Gettysburg’s Confederate Monuments and a Taoist Ceremony
I planned to spend most of today writing, but the weather is so nice here in Gettysburg that I decided to spend a couple of hours on the battlefield. I spent most of my time along Confederate Avenue.
Our first stop is the North Carolina Monument:
Mandatory stop at the Virginia Monument:
The Florida Monuments gets so little attention:
The Louisiana Monument is impressive:
…That’s OK because African Americans largely stayed away from Gettysburg. They continue to do so today. Ever wonder why?
And then there is South Carolina. Too small…
That was to be the end of my little tour until I drove by the Pennsylvania monument, where I witnessed an incredibly moving ceremony. This group of Daoists came all the way from Taiwan to perform one of their most sacred ceremonies in commemoration of the dead. I struck up a conversation with a Chinese-American woman who just happened to be touring the battlefield for the first time with her family. She explained some of the details of the ceremony, though it was clear that she was both visibly surprised and moved by the ceremony.
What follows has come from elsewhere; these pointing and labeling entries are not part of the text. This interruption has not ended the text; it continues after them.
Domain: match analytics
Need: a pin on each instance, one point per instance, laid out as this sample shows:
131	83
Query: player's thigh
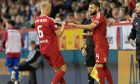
9	62
47	58
101	56
16	61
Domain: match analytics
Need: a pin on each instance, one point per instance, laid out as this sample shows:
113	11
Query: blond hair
45	4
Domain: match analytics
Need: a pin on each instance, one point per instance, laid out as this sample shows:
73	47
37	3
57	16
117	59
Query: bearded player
98	27
48	33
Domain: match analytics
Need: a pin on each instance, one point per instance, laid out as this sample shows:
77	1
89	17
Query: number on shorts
40	32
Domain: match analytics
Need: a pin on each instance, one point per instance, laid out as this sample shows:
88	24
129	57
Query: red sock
101	75
58	76
108	75
62	81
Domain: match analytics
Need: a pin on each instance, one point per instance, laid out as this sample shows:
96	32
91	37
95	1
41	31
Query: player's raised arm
60	31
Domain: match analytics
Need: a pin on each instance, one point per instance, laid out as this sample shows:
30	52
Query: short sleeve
96	20
52	23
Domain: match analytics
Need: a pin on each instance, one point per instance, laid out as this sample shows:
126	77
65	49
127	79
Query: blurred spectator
70	17
29	9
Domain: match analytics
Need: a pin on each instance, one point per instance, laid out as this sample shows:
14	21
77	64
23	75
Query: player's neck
43	15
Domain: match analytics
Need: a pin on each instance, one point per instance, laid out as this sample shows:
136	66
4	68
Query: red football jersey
99	33
46	32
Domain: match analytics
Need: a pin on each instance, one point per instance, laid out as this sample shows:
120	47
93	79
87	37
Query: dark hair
96	3
11	22
32	42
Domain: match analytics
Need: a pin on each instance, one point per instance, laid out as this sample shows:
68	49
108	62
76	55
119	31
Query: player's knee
89	69
63	68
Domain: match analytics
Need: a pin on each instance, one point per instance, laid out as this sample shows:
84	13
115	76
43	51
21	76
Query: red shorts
54	58
101	55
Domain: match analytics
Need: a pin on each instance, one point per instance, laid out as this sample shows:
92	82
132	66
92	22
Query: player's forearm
60	31
88	26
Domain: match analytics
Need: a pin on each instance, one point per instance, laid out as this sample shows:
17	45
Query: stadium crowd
24	12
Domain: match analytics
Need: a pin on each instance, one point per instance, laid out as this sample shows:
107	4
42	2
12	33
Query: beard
93	13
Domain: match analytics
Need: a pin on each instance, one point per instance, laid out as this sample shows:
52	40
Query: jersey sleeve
52	23
4	39
96	20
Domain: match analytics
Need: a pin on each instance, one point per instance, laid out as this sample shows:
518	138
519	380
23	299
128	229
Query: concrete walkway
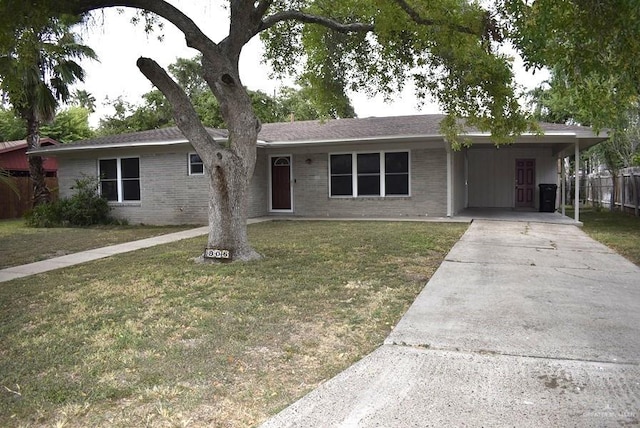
523	325
95	254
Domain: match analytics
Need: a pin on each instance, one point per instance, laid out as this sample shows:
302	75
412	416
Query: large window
120	179
369	174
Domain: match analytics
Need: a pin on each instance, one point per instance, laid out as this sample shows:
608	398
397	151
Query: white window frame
119	178
354	174
190	164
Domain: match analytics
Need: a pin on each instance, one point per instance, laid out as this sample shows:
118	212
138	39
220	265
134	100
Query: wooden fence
15	206
600	190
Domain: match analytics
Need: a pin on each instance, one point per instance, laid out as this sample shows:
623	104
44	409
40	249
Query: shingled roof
307	131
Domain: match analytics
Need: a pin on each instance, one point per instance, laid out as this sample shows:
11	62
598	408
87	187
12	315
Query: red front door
281	183
525	183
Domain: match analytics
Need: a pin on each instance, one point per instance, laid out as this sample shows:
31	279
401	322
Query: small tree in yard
37	65
446	46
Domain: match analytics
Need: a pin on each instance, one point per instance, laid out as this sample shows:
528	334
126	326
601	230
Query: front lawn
616	230
22	244
152	339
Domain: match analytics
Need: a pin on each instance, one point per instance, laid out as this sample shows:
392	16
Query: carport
509	177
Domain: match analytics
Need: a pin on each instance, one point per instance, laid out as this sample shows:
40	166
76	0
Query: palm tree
35	74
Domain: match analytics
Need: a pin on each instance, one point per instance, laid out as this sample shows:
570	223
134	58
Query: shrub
84	208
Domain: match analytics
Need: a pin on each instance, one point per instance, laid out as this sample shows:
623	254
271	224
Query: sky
119	44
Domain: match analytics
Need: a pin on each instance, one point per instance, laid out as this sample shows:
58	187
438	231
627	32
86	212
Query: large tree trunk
41	194
229	169
228	197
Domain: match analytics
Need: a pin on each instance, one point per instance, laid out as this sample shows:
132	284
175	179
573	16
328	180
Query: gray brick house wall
480	176
168	194
311	186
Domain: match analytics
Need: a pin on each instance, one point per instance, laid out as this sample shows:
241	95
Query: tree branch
183	111
194	37
415	17
296	15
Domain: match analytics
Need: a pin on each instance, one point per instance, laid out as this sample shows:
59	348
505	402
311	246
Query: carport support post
576	186
563	184
449	180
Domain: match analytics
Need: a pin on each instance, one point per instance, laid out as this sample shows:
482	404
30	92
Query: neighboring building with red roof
14	160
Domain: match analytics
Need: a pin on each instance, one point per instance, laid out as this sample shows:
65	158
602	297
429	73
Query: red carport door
525	183
281	183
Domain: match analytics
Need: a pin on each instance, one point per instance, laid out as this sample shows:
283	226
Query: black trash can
548	198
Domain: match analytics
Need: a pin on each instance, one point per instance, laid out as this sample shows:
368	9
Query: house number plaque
214	253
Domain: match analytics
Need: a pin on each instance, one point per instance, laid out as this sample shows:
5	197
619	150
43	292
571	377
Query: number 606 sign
214	253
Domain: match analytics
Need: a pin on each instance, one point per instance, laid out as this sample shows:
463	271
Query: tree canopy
592	49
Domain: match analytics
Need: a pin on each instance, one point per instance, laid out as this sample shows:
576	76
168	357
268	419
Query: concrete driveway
524	324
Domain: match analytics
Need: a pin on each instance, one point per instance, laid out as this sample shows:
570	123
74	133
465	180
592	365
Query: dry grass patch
22	244
152	339
617	230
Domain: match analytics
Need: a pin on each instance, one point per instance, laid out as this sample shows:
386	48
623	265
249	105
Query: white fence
599	190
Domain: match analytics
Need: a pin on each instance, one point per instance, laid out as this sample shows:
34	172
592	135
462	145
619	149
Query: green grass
619	231
152	339
22	244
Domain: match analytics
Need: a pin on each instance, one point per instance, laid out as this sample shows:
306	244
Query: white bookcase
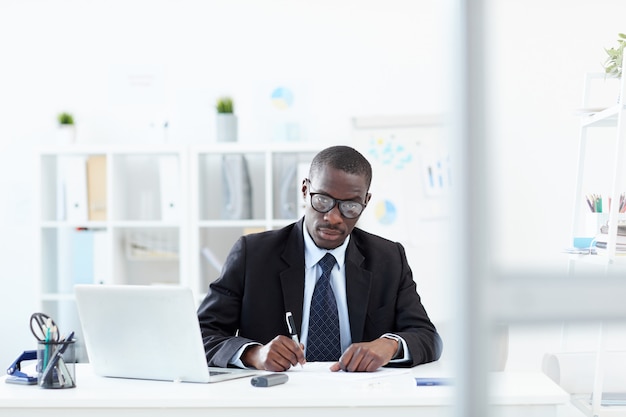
221	213
603	137
155	214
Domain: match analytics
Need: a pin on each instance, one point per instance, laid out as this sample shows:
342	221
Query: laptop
146	332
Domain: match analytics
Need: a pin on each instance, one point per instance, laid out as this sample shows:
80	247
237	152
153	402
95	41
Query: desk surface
305	392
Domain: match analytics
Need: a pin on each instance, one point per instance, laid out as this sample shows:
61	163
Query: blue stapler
16	376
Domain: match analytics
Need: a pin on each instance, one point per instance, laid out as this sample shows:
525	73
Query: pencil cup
56	364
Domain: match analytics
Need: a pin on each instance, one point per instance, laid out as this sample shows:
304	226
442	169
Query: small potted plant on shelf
226	121
613	63
66	133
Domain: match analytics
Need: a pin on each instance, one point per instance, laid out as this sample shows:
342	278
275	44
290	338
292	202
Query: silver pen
291	326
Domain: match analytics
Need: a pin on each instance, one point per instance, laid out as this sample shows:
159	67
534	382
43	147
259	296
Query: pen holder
56	364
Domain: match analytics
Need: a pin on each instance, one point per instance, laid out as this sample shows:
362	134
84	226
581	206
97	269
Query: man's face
330	229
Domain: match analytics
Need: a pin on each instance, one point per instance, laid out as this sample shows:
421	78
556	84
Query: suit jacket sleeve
393	303
220	311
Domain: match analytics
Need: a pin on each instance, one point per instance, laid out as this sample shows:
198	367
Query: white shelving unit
161	209
612	118
275	176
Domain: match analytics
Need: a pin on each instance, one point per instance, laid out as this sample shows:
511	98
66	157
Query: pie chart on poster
282	98
385	212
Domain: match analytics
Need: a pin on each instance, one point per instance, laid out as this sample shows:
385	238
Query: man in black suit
381	320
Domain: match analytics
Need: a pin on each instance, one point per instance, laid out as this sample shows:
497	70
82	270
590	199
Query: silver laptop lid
144	332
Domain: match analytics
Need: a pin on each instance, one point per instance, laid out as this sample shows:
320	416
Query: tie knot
327	263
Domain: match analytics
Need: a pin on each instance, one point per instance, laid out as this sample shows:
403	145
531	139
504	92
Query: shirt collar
313	253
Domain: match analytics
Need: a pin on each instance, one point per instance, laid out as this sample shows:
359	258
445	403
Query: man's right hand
280	354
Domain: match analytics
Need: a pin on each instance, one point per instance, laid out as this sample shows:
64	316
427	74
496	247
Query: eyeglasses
323	203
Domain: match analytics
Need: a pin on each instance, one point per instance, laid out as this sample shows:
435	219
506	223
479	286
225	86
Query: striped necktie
323	340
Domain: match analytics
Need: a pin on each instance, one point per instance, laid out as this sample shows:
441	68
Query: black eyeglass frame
336	202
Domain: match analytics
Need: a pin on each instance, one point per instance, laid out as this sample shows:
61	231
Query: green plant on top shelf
613	63
225	105
65	119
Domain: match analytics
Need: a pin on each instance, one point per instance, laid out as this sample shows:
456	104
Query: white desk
305	394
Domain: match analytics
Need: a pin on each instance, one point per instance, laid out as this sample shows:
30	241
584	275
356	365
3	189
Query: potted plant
613	63
66	133
226	122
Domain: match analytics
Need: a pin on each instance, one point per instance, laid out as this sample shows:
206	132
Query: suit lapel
358	282
292	277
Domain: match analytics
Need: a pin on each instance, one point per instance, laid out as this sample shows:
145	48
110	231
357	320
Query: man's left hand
366	356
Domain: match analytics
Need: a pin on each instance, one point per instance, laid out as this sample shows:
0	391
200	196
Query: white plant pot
226	127
66	135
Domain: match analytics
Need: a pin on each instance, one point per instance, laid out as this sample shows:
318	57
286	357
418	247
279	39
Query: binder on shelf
169	183
96	187
74	180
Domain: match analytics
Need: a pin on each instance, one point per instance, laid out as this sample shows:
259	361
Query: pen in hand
291	326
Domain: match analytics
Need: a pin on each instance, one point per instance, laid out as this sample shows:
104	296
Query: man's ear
304	189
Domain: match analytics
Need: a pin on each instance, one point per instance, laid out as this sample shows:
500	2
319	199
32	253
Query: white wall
347	57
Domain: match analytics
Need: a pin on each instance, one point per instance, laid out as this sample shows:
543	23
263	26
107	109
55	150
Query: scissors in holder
44	328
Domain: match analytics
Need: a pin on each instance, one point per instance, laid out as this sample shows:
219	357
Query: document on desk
321	370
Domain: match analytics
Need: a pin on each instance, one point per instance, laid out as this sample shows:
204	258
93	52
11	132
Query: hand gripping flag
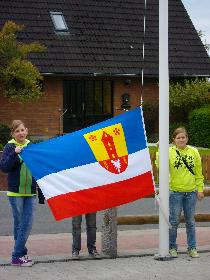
96	168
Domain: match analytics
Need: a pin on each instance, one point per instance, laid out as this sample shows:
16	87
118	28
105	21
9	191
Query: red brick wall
40	116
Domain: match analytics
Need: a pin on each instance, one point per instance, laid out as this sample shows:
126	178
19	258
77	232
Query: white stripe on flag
92	175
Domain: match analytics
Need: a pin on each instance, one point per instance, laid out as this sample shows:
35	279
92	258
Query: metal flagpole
163	131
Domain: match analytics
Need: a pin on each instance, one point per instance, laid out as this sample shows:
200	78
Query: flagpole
163	130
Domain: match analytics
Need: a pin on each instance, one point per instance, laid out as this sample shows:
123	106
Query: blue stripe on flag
72	150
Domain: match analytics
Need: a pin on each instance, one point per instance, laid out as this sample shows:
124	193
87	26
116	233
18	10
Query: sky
199	12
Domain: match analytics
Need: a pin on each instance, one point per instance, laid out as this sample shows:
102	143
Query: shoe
94	254
28	259
173	253
75	255
21	262
193	253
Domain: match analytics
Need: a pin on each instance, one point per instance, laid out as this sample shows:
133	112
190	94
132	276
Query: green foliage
199	127
188	95
19	78
4	134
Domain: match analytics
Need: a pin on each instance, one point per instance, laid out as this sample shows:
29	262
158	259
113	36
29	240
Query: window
59	21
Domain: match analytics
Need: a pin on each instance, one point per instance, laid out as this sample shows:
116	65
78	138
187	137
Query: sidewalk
57	247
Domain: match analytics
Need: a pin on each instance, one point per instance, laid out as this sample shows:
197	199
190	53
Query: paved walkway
51	247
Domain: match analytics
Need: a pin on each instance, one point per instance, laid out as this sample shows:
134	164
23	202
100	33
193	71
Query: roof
106	36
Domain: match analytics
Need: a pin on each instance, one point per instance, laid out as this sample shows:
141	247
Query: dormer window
59	21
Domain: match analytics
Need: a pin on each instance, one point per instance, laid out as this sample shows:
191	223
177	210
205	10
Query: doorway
87	103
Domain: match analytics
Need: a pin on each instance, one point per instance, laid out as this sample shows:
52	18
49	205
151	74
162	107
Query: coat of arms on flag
96	168
109	147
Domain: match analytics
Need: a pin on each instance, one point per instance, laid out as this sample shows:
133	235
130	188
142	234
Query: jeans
187	202
23	214
90	229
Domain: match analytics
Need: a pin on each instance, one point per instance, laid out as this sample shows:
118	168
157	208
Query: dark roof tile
106	36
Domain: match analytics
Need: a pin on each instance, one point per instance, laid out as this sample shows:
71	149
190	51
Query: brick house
94	58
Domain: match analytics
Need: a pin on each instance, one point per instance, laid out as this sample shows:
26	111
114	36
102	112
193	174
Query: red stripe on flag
100	198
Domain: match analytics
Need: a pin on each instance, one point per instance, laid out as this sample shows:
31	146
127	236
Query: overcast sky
199	12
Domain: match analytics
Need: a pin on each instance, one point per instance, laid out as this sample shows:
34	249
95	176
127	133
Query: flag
96	168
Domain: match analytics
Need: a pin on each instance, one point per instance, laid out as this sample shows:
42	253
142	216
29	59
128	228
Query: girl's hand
200	195
18	149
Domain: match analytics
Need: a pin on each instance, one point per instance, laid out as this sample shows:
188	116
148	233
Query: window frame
52	15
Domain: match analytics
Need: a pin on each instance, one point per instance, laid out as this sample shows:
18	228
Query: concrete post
109	233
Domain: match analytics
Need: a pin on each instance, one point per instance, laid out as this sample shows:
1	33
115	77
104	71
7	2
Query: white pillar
163	128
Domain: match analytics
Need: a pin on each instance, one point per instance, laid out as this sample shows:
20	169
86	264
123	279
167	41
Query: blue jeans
90	229
187	202
23	214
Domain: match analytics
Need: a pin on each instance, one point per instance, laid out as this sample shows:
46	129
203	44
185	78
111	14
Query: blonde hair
179	130
15	124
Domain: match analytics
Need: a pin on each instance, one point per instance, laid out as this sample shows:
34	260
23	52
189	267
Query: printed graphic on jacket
179	162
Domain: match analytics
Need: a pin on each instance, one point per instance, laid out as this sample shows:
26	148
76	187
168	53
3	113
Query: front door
87	103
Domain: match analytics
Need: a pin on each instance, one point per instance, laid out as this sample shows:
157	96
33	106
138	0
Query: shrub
199	128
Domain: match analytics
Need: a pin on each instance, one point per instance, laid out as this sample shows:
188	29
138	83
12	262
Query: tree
188	95
20	80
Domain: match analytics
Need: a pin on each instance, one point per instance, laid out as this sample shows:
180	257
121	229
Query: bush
199	128
4	134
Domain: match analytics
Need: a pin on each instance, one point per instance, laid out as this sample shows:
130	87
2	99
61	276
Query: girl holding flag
21	192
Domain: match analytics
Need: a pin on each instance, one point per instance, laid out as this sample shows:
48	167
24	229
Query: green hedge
199	127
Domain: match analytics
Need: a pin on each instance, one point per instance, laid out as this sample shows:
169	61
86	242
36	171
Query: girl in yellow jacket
186	186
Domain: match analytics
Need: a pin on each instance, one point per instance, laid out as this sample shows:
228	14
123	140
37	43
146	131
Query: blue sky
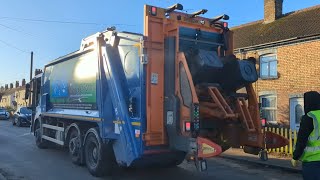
22	29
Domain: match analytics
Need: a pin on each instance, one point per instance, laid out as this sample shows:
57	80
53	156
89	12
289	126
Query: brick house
13	96
287	49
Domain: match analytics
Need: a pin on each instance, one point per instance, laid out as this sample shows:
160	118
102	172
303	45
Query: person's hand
294	163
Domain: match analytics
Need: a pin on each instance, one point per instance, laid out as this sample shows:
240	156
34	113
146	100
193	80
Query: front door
296	112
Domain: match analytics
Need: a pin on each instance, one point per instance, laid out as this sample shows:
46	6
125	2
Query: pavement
20	159
273	161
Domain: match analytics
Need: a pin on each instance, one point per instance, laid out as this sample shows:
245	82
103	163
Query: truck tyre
41	143
75	146
98	156
19	122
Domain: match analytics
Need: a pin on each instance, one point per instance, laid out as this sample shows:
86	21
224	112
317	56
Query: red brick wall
298	70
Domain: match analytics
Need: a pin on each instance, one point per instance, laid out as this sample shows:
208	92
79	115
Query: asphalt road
20	159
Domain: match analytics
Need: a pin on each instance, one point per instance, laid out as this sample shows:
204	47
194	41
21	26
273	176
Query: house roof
298	24
11	91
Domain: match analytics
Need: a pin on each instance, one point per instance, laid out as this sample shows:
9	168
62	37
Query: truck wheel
75	147
40	144
97	157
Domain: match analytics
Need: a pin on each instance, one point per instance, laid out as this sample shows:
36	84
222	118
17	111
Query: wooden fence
290	134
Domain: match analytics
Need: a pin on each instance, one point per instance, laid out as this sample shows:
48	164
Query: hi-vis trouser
312	150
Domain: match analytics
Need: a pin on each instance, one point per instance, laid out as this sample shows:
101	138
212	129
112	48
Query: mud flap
205	149
274	140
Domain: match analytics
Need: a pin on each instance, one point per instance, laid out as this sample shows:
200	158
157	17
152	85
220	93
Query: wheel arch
94	131
69	129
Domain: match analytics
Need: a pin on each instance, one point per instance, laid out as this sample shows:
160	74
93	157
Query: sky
55	28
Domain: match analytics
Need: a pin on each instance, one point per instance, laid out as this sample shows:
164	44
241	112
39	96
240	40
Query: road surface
20	159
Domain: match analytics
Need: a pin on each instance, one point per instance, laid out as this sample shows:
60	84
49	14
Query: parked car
4	114
22	117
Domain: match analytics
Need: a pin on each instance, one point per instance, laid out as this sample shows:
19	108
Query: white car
4	114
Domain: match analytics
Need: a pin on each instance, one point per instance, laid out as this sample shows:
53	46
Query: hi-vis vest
312	150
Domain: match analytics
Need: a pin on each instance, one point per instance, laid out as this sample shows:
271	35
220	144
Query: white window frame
268	61
270	108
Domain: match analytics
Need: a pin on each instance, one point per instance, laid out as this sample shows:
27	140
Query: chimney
272	10
37	71
23	82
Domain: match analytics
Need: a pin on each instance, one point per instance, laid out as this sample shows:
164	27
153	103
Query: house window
269	107
268	66
298	113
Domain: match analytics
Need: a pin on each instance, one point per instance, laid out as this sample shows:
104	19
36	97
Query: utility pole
31	65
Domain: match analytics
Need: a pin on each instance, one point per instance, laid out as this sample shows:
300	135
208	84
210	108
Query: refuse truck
174	93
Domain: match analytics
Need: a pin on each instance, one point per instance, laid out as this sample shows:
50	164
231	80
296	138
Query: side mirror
26	95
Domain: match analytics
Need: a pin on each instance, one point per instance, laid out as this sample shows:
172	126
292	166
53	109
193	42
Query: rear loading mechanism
136	100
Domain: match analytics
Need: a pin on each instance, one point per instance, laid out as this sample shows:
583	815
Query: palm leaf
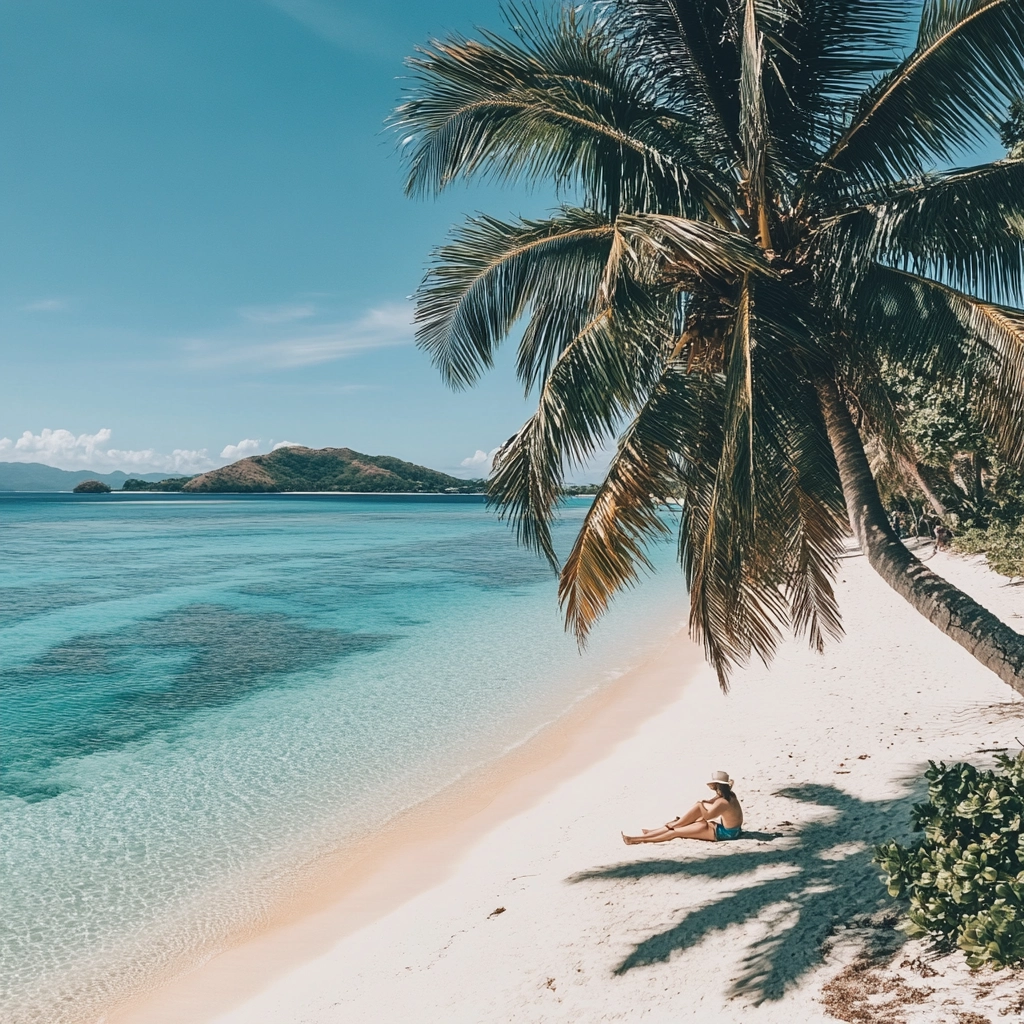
966	68
559	101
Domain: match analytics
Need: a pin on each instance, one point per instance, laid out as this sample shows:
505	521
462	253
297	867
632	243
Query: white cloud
480	461
245	448
342	26
67	451
382	328
278	314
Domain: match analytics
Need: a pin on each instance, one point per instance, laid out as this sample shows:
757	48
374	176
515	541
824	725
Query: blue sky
204	239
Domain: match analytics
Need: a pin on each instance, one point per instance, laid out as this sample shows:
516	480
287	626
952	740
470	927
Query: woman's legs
695	813
695	829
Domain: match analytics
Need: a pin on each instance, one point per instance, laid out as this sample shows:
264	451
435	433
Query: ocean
201	695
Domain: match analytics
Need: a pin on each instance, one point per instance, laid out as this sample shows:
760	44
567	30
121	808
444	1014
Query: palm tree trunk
960	616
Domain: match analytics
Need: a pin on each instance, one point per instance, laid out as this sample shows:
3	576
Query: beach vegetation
170	483
767	217
964	879
1001	545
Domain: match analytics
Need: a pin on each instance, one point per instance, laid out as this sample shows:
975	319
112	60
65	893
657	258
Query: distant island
315	469
169	483
38	477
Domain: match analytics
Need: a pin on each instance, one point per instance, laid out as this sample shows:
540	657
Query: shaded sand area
518	901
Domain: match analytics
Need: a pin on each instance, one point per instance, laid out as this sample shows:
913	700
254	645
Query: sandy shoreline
827	752
418	848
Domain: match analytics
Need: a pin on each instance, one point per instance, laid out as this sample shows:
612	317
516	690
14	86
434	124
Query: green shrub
965	879
1000	544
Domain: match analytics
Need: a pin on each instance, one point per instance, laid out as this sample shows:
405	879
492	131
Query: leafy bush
965	879
1001	545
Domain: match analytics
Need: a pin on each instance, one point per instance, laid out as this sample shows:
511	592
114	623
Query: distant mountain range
327	469
36	476
286	469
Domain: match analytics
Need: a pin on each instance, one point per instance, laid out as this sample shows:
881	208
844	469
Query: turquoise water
200	695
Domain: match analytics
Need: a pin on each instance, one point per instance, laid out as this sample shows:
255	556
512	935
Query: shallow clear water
201	694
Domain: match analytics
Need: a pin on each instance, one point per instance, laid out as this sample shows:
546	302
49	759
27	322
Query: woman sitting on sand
713	820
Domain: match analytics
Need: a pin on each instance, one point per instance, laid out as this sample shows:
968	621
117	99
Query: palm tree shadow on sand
822	876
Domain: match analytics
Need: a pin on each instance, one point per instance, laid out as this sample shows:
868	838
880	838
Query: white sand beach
517	901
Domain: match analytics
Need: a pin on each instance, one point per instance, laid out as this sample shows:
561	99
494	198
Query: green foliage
1012	130
760	206
965	878
171	483
1001	545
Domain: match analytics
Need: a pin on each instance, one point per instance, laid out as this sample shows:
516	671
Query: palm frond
689	42
939	332
629	510
761	534
483	281
941	100
602	374
965	227
560	100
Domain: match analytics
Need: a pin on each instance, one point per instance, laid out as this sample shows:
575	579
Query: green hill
36	476
327	469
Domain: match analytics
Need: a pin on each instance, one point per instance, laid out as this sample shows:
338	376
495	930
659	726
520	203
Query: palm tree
753	230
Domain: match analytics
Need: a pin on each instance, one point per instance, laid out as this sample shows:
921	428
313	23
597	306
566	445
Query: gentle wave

Unfortunately, not all of the visitors were pleased to see this particular group. I overheard a number of people express shock and disappointment that the National Park Service would allow this sacred ground to be desecrated. One man in particular asked if they had a permit. They did not, but I shared what I learned that this particular ceremony was intended to honor the dead. He would have none of it. He responded “the law is the law” and proceeded to call the NPS headquarters.
Within about 15 minutes security arrived. A few of us were concerned that we were about to witness an unfortunate case of cultural misunderstanding, but the officer did a great job of handling the situation. He requested that the group cover the alcohol that was used for the ceremony and gave the group another 20 minutes to conclude their service. I applaud the NPS’s security team for the way this was handled.
I have to say that this was one of the most beautiful and moving ceremonies that I have ever witnessed on any Civil War battlefield. What a great day.